Stay healthy, amigos!

Yield: 4 servings

Hearts of Palm in Coconut Stew (Palmito en Coco)

Ingredients
  • 2 tbsp olive oil
  • ½ cup small diced brown onion
  • 3 cloves garlic, minced
  • ¼ cup small diced green bell pepper
  • ½ cup small diced sweet potato
  • ½ tsp smoked paprika
  • ¼ tsp cumin
  • ¼ tsp turmeric
  • ¼ tsp coarse sea salt
  • ½ cup coconut cream
  • 3 dates, roughly chopped
  • 2 small zucchinis, cut into 1/2” slices
  • 14-oz can rainforest-friendly Hearts of Palm, drained, cut into 1/2” slices
  • ⅓ cup English peas

To serve with

  • 1 ⅓ cups cooked red quinoa
  • 1 cup sunflower sprouts
  • Lime wedges
  • Thinly sliced jalapeño
Method

Place a large cast iron skillet over medium heat. Once hot, add olive oil and coat the bottom of the pan. Add onions and cook for about 2 min, until they’re soft and translucent, then add garlic and cook for 30 sec. Mix in sweet potatoes and bell peppers to the skillet; cook for about 3-4 min, until sweet potatoes have started to soften.

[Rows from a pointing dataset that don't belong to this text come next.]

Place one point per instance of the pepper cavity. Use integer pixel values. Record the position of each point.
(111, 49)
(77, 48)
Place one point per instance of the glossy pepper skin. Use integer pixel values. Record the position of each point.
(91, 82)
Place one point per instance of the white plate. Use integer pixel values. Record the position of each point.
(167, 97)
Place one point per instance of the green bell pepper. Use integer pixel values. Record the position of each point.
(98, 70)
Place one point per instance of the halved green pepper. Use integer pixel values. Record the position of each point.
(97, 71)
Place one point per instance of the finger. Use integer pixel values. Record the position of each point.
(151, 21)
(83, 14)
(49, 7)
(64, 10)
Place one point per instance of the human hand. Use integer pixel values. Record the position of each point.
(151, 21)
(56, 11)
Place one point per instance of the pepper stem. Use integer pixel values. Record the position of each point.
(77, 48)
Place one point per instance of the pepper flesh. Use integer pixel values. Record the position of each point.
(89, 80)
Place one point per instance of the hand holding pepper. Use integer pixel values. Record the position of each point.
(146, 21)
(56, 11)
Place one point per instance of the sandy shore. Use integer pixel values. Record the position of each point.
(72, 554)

Add smoked paprika, cumin, and turmeric; season with salt and pepper and stir. Add coconut cream and stir it has evenly coated all the ingredients. Bring to a simmer and cook for 5 min, stirring often.

Add dates, zucchini, and hearts of palm, and English peas. Stir and cook for 5-7 min until zucchinis are softer but still have a bite to them. Remove from heat.

Serve with red quinoa topped with sunflower sprouts. Add lime wedges and jalapeño slices on the side of the plate.